MEET JESS AND KARINA OF DATAMINDS


June 22, 2018 by Penny Ivison, Content Producer @ CLG

Code Like a Girl recently met up with the two founders and data scientists of DataMinds, Jessica Hill and Karina Samsonova. Armed with their finance, analytics, and data science background, they launched DataMinds in 2016. We chatted to Jess and Karina's about the start of the company, automation, and how AI could help more businesses understand and apply data. 

Jess and Karina met at a marketing agency in the data science team when Jess was Karina’s boss. Karina had a finance background but joined a marketing company to move into analytics. Jess had worked her way up from an analyst role to data scientist at the same organisation. Together they were responsible for all of the reporting and analytics and data mining that was informing marketing decisions.

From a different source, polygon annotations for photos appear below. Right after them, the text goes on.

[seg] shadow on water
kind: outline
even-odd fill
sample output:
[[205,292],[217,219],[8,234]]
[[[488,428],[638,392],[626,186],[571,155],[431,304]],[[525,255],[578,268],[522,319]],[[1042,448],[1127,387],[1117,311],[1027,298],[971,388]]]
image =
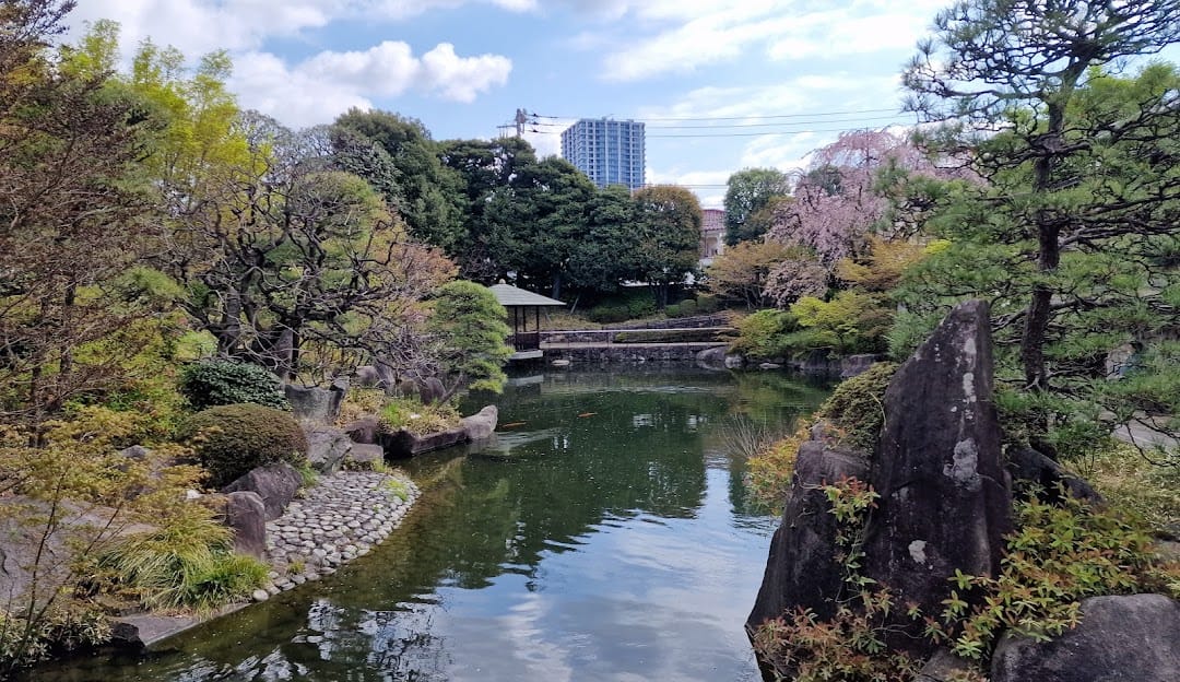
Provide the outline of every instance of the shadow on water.
[[774,519],[747,511],[723,425],[786,429],[826,394],[771,373],[518,376],[467,399],[498,405],[491,441],[405,463],[424,494],[369,556],[30,680],[756,680],[741,623]]

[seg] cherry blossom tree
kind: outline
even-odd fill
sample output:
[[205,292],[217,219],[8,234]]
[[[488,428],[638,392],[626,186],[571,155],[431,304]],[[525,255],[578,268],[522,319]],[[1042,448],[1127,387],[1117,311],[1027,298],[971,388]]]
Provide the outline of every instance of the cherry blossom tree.
[[814,152],[799,179],[794,202],[779,206],[769,238],[807,247],[827,268],[861,253],[868,235],[883,229],[890,208],[878,182],[884,170],[939,176],[945,172],[902,136],[886,130],[844,132]]

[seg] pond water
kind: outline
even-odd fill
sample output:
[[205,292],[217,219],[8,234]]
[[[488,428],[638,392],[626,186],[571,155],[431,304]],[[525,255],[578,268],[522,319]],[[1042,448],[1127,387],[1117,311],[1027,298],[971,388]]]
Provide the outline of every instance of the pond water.
[[[827,389],[776,373],[550,372],[481,448],[406,464],[424,490],[373,553],[163,643],[39,681],[758,680],[742,630],[775,519],[735,419],[786,429]],[[505,426],[514,425],[514,426]]]

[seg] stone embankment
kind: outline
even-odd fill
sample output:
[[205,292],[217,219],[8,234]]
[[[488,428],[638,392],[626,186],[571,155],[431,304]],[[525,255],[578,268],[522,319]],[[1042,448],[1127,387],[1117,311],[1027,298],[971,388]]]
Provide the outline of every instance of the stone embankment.
[[266,592],[316,581],[367,555],[401,524],[417,498],[418,488],[400,474],[341,471],[321,477],[281,517],[267,522],[273,570]]

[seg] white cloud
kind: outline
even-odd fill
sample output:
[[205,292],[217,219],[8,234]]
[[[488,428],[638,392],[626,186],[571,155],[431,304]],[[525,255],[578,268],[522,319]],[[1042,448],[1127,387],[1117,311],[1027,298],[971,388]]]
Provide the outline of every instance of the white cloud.
[[409,45],[386,40],[366,51],[321,52],[290,67],[274,54],[237,57],[231,81],[243,106],[289,125],[332,120],[352,106],[372,106],[369,97],[409,91],[453,101],[472,101],[507,81],[512,61],[497,54],[459,57],[441,42],[420,58]]
[[492,86],[507,83],[512,60],[499,54],[459,57],[450,42],[440,42],[422,55],[419,86],[438,91],[445,99],[473,101]]
[[[577,0],[570,0],[577,5]],[[884,2],[776,2],[715,0],[645,4],[609,2],[612,17],[632,13],[641,35],[611,42],[604,59],[608,80],[640,80],[690,72],[735,60],[760,47],[772,60],[807,60],[911,47],[944,0]],[[594,33],[576,45],[604,41]]]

Jess’s intrapreneurial streak led to the team incorporating the data of the business as a whole and they grew into the data science department. They automated everything until it got to the point where they had done all of the fun stuff...

Jessica: We had set up the algorithms and really great ways of automatically getting the data we need. We thought: why not replicate this for other businesses? We kept meeting people whose ears would prick up when we said we were data scientists and would say that they really needed those skills in their company. We realised we were in the right place at the right time to do this, so we launched DataMinds.

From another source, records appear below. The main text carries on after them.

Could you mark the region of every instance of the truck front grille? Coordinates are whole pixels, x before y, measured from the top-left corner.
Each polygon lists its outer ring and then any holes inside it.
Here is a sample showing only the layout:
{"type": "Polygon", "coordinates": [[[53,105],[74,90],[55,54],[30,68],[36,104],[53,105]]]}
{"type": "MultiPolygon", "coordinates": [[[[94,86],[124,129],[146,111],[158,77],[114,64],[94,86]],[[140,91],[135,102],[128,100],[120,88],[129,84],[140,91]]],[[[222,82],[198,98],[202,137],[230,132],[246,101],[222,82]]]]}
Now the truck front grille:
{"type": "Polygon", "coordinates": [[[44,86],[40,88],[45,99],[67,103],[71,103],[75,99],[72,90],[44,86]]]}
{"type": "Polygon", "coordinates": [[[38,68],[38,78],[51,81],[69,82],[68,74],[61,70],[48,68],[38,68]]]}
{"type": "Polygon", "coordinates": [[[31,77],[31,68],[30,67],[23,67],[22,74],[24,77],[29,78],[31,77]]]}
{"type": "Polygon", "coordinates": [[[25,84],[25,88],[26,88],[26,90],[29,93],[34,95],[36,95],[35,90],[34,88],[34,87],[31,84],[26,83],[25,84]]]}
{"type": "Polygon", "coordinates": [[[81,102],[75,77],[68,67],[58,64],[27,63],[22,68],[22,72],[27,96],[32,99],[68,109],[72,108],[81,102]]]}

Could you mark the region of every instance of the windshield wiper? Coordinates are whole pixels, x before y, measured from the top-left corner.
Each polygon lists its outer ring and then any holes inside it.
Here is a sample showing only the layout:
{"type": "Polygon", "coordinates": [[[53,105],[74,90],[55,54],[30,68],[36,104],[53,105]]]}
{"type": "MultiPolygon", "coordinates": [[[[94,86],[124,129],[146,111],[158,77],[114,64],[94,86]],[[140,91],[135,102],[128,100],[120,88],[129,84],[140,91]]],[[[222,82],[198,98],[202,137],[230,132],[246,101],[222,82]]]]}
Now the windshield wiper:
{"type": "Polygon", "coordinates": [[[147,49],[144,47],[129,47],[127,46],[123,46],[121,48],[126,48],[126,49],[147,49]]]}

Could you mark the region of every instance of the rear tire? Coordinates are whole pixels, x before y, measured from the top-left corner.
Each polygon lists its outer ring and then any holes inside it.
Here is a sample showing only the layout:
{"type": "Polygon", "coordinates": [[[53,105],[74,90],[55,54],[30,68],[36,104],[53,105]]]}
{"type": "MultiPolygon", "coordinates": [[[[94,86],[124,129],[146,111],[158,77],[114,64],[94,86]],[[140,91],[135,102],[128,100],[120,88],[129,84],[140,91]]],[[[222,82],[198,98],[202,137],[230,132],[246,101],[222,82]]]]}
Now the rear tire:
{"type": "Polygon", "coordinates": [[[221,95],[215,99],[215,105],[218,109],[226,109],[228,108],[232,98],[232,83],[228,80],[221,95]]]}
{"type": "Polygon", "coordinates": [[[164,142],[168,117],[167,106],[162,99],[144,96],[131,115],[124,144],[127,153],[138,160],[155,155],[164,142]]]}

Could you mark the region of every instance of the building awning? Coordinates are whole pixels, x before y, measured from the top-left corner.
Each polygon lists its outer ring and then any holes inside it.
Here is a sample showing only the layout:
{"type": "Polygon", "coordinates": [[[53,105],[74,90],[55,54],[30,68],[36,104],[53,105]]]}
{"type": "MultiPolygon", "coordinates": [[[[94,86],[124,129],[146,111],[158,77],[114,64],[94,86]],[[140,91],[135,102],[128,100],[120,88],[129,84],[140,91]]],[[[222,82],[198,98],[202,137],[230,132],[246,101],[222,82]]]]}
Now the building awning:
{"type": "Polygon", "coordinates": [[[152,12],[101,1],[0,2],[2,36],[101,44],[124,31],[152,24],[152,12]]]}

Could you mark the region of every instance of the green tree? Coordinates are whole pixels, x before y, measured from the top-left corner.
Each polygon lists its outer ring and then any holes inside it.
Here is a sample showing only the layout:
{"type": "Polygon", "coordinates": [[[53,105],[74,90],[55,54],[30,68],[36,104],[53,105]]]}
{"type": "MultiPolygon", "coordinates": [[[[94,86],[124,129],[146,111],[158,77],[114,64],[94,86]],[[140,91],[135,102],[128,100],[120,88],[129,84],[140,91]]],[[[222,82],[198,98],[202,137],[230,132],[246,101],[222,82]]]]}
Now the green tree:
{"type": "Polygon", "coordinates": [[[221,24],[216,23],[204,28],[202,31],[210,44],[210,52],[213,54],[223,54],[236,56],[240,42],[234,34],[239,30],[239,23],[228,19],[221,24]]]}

Code Like a Girl: What is your how we met story?

Karina: I have a financial background and after a couple of years of accounting and budgets and forecasting, I decided to go into analytics. I came to Australia four years ago and I was all new life, new beginnings - no more accounting. So I went to a marketing company where I met Jess, she was my boss. She showed me the world of VBA (Visual Basics Applications) coding and after I learnt this language I knew that my life would never be the same again.

Code Like a Girl: What’s VBA Coding?

J: It’s sort of like next level Excel. You can automate tasks by writing macros and extend the basic capabilities of Excel and other microsoft applications.

J: I did a maths degree at Sydney Uni and everyone was always asking me why I was doing it. I would say I didn’t really know. Data Science wasn’t really a thing then - I graduated in 2010. No one mentioned data science or data analytics even once throughout all of my studies. When I finished, I fell into a junior analyst role where they said they knew they would definitely need my maths skills but they weren’t sure what for. Soon I was pestering the database guys to give me access, asking other people what problems they had and how could I help.

It’s actually surprising - the more you ask people how you can help, the more you end up being able to help. It’s one of the things that I always say when people ask me how do you get started. I say, just talk to people. Ask them what their pain points are and see if you can fix something.

Code Like a Girl: Data Scientist is a bit of an 'it' job at the moment, but a lot of people don’t completely know what it is. So what is a data scientist and what do you think makes a good one?

J: A short description would be when maths/stats-meets-computer-science-meets-data and then applies to the business side of things.

Because it is in the early stages of being a career, there’s a huge variety of what can be considered a data scientist and what the skills are. There are some who might be fantastic programmers but don’t necessarily have the maths and stats background. There are some who are brilliant statisticians who don’t necessarily have the business domain knowledge. Then there are some coming from the business world.  The most success we have had has come down to our commercial purpose. Being able to retrieve data and mine data and get valuable insights is great but you have to turn it into something that can actually be applied in a commercial setting.

The real value comes from the organisation using your insights. That is the difference between having great skills and being a great data scientist.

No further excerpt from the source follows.